The style of intercom dates back to the use of directly coupled carbon-microphone headsets, with medium-impedance earpieces. Though this unit has buffer amplifiers between the headset jacks and the 4-pin intercom connector (for the mike and the ears), and the 4-pin connector is AC-coupled, but the signal levels are similar (the line levels similar to old analogue telephone wiring). Thanks to having a buffer amplifier, it can drive low impedance headsets (at the camera and CCU headset sockets), as well.
For a simple one-way intercom, you could feed a microphone amplifier's output (from the control room) into pin 3, and ground it with pin 1 (it's a common ground for the tally and intercom), and plug ordinary headphones into the camera back-end and CCU headset sockets, albeit with a custom-wired ¼-inch phone plug connector (the tip disconnected, the ring to the earphones, the sleeve being the common connector).
For two-way intercom, it becomes more complex. The camera and CCU can communicate together, but to talk to something else (the other camera, or the director) requires external equipment. Such as plugging all the CCUs into a desk that has the same intercom system (such as many Panasonic video mixers), and that desk being the central hub of communications.
Otherwise, you can amplify the director's microphone, as mentioned above, and feed it to pin 3 of all your CCUs. And feed the CCU & camera intercom audio output of pin 4 into a headphone, or loudspeaker, amplifier in the control room. You bridge all the pin ones together, pin threes together, and all the pin fours together. You shouldn't get feedback, as the CCU doesn't mix the audio going to them with the audio coming back from them (you can view an image of the CCU intercom circuit). The cameramen won't be able to directly talk to each other, as they're not electrically mixed together, but they will be hear each other accoustically, via the loudspeaker in the control room. This does, at least, make it less likely that two of them will try talking to you at the same time.

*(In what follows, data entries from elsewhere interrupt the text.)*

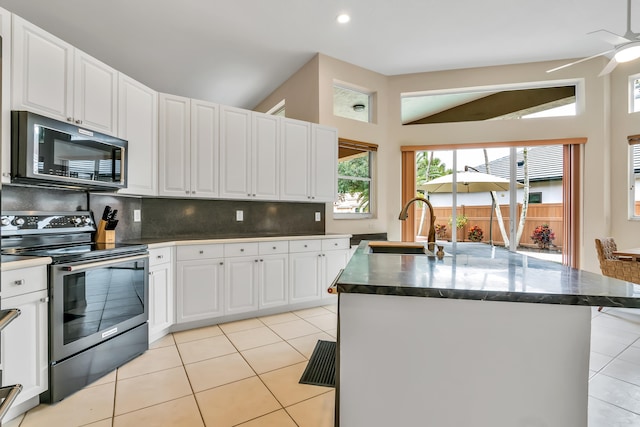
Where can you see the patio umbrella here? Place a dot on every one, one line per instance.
(470, 182)
(467, 182)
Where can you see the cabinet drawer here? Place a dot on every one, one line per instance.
(304, 245)
(329, 244)
(280, 247)
(240, 249)
(24, 280)
(159, 256)
(192, 252)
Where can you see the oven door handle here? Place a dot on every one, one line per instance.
(87, 266)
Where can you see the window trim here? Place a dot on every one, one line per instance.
(634, 140)
(363, 147)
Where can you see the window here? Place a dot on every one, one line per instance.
(509, 102)
(634, 91)
(535, 197)
(634, 176)
(355, 182)
(352, 103)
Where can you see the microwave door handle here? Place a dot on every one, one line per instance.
(97, 264)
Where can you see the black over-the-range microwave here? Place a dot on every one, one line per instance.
(49, 152)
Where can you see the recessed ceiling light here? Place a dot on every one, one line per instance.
(343, 18)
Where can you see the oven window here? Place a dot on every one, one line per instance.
(98, 299)
(65, 155)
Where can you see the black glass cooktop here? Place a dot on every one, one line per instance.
(84, 252)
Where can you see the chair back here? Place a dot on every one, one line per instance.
(612, 266)
(605, 247)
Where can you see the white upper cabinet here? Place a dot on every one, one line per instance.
(96, 94)
(235, 151)
(188, 147)
(204, 149)
(138, 124)
(265, 156)
(295, 171)
(47, 72)
(174, 146)
(5, 134)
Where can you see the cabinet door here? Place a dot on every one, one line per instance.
(5, 131)
(25, 352)
(324, 163)
(294, 167)
(273, 272)
(174, 146)
(199, 290)
(241, 285)
(304, 276)
(334, 261)
(96, 94)
(138, 124)
(42, 71)
(265, 156)
(235, 150)
(204, 149)
(160, 300)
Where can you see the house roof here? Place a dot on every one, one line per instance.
(545, 164)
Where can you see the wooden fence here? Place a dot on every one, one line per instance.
(537, 214)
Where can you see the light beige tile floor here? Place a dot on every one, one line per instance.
(246, 374)
(242, 373)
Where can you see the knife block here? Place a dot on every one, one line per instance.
(103, 235)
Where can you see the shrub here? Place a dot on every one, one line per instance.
(475, 234)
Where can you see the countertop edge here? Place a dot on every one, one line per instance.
(25, 262)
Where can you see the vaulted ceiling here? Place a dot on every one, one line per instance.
(237, 52)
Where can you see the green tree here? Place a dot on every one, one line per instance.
(429, 167)
(355, 167)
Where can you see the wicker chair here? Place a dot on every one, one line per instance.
(613, 266)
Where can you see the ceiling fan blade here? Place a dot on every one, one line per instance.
(579, 61)
(609, 37)
(609, 67)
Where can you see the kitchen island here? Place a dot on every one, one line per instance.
(483, 337)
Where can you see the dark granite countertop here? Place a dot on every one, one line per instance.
(478, 271)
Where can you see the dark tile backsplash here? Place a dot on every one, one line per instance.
(191, 218)
(175, 218)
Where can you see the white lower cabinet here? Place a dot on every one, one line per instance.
(25, 353)
(313, 265)
(161, 298)
(200, 276)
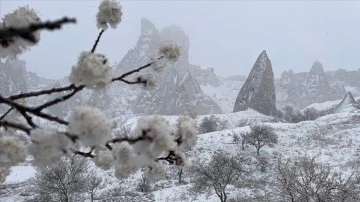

You can mix some of the CCU's talkback send and receive together, this is what's done in many Panasonic video mixer's intercom circuitry. But you shouldn't just wire the pins together, you stand a good chance of causing feedback. And you definitely will get feedback, if you use loudspeaker intercom monitoring in the control room.
As an alternative to using an amplifier and loudspeaker in the control room, if you have camera preview monitors with audio amplifiers built into them, you could connect each CCU's pin 4 intercom audio output into that camera's preview monitor's audio input. Then when the cameraman talks back to you, his voice comes out of his preview monitor. This gives you a simple, and intuitive, way to control the volume of each talkback channel.
Running loudspeaker intercom monitoring in the control room has the advantage that control room crew don't need to wear headphones, nor would one person with headphones have to relay information to those without them. But has the disadvantage of making things noisier. Using headsets in the control room is a problem for those who don't have a set, and for those who need to listen to some other audio at the same time.
Unfortunately, like many simple cameras, its intercom is rather quiet, and hard to hear in some situations. So you may want to ignore it, and use an external intercom; or modify the built in one. We find that the intercom is inadequate, and doesn't suit other equipment that we use, so we use our own custom intercom circuit.